Thursday, September 4, 2008

Day 11: Back to "Mutinous" Bangkok...

The Laos-Thailand border at the Friendship Bridge was quicker coming back to Thailand than when I departed Thailand to Laos (note: the picture to the left is not of the Friendship Bridge, but, rather, of a small wooden bridge in Vang Vieng, Laos). There was no need to wait for visas, for one. And, two, there were less people, or at least it seemed that way. But the differences between the levels of development between the two countries were visable immediately. Right after crossing into Thai territory at the border city of Nong Khai, houses looked better and newer; there was more lighting and more 'proper' shops; the roads were better with better stoplights (i.e. those that count down the seconds before the light changes); and there was an image of the extolled Thai King too.
By 5 a.m., the bus was at the Bangkok Bus Terminal. Way too early to check in, I thought, but there's not much else I could do this early, especially with all my luggage.
I was offered a taxi ride to my hostel for 500 baht. I refused. Then I was offered a ride for 400 baht. I refused again. For 300 baht, I obliged, especially since I had no idea how to get to my hostel in Sukumvit--one of Thailand's most central areas. When I arrived, I was actually admitted into a different room for free, since I came so early; it's a nice private room at the moment, although there are 2 bunk beds (for up to 4 people total). There is an ensuite bathroom and shower, a TV and refridgerator... Very nice. I don't want to check out of this room into my real one, which I am supposed to do soon. In any case, this hostel is the best one yet. Marble tile floors, very clean, and a free breakfast (not a homemade breakfast, but a restaurant-style American or Thai breakfast). Very, very nice. All for about $10/night. A steal for the value.
Now that I am back in Bangkok, I start thinking about Laos and cannot fathom how shopowners survive there. For all my time in Laos, most shops and restaurants were empty. In a day, some shops probably sell barely $10 of goods. Hours go by before someone visits a restaurant (not the rule, but this is quite common). I cannot understand how the proprieters of these places make a living. Even the more so bewildering, since most of these places have 3, 4, or 5 workers: typically a cook, one or two waiters, and a cashier. Or, for shopowners, it seems like it's a whole family working there. And many, many people do not seem to work at all: they sit outside, play chess, or just talk amongst each other. I don't understand how people make a living in such a country. And having read that Laos, in terms of per capita population, is the world's most bombed country (during the Vietnam War), I cannot help but feel sorry for these people. In any case, I had a very good experience in Laos and would like to come back to see the whole country some day. The people were extremely helpful and accommodating, and I did not get to see the UNESCO village of Luang Prabang or Vang Vieng, which is a popular backpacker hangout with limestone deposits that are absolutely amazing on pictures of the city (see above [it's a picture I found on Google]). I was told there are awesome tubing opportunities there. But the coolest thing is apparently a 6-pub boat pub crawl, where travelers literally go on boat from pub to pub getting progressively more drunk each time. Sounds like fun! It's too bad my trip is so constricted that I have to be back in Bangkok, but, again, coming back is something I will definitely consider doing one day.

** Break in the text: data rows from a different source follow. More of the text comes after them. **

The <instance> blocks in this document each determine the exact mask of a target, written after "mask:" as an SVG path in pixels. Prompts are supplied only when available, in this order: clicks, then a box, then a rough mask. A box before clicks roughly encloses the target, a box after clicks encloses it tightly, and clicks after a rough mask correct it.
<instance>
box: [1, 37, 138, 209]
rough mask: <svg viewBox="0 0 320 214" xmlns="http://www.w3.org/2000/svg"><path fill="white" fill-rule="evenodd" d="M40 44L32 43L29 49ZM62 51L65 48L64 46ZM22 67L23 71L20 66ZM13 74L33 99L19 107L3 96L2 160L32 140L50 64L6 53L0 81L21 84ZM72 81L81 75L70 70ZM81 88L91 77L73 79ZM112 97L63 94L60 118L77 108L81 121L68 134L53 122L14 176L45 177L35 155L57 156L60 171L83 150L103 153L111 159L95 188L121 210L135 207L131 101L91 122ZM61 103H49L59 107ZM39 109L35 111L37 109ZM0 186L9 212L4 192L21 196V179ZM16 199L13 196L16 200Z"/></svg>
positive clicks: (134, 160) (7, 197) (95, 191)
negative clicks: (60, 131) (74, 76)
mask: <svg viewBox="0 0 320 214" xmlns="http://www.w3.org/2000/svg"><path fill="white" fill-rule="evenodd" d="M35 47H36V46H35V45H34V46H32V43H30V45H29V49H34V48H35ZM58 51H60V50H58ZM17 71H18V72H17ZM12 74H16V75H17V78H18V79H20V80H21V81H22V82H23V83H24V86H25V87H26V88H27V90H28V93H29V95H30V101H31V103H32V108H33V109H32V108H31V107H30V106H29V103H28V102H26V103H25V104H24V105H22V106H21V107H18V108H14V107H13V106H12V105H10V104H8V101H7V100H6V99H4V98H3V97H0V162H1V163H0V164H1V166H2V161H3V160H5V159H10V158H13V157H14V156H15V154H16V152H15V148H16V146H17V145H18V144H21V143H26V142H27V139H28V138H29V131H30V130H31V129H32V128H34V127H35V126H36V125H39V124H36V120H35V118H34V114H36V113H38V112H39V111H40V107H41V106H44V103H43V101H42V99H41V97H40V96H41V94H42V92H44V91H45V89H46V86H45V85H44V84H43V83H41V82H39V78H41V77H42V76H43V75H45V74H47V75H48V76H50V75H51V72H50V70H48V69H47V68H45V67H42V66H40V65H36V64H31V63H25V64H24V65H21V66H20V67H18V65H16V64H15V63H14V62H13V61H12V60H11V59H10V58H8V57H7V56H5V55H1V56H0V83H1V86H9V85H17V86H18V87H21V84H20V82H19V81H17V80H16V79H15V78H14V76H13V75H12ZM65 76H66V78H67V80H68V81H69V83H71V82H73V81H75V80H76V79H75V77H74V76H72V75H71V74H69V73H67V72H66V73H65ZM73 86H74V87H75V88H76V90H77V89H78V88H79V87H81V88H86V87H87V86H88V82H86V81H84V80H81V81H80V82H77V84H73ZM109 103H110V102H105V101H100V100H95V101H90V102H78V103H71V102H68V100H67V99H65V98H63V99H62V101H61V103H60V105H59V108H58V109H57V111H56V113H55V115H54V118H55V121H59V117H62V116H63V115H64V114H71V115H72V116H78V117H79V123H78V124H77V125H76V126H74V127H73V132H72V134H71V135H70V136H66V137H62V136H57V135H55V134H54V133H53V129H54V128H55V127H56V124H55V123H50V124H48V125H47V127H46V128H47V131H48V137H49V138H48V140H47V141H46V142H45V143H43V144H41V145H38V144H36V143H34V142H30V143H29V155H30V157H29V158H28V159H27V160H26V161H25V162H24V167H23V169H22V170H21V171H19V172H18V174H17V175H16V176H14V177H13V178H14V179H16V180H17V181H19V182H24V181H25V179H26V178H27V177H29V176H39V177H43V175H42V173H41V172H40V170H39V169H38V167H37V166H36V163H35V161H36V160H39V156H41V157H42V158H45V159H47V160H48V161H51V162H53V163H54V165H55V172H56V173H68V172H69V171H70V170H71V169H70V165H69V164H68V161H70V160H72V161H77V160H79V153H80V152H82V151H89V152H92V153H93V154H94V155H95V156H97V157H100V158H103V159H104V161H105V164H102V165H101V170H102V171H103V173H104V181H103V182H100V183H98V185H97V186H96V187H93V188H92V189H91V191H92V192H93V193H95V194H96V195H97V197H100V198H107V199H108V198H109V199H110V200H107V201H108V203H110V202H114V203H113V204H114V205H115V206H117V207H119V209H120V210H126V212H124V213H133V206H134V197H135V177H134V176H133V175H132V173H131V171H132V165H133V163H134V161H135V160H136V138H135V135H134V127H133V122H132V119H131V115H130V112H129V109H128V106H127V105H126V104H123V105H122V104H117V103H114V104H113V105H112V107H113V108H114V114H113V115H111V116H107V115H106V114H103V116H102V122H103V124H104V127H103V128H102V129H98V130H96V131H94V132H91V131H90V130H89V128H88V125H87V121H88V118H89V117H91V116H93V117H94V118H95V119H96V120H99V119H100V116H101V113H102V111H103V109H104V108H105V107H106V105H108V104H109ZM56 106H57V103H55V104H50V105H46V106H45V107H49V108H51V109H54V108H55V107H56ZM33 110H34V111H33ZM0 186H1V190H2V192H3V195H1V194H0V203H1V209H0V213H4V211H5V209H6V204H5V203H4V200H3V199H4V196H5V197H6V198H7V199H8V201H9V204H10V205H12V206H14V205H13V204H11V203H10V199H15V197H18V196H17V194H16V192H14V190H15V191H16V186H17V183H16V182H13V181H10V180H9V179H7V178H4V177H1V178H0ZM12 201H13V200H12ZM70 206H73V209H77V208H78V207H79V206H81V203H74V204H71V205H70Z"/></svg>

FYI, Wikitravel writes the following about Vang Vieng, if anyone is curious or interested: "Still not much more than three streets and a bus station, the main attractions are the river, laid back countryside and cave-filled rock formations. Originally opened up by hedonistic backpackers, it is now host to numerous internal tourists and more sedate foreign sightseers."
Being back in Bangkok (pictured on the top right), Vientiane feels like the most relaxed capital city on earth. In any case, now it's time to go do some sightseeing and to take some pics of my own, which I hope to share with everyone very soon!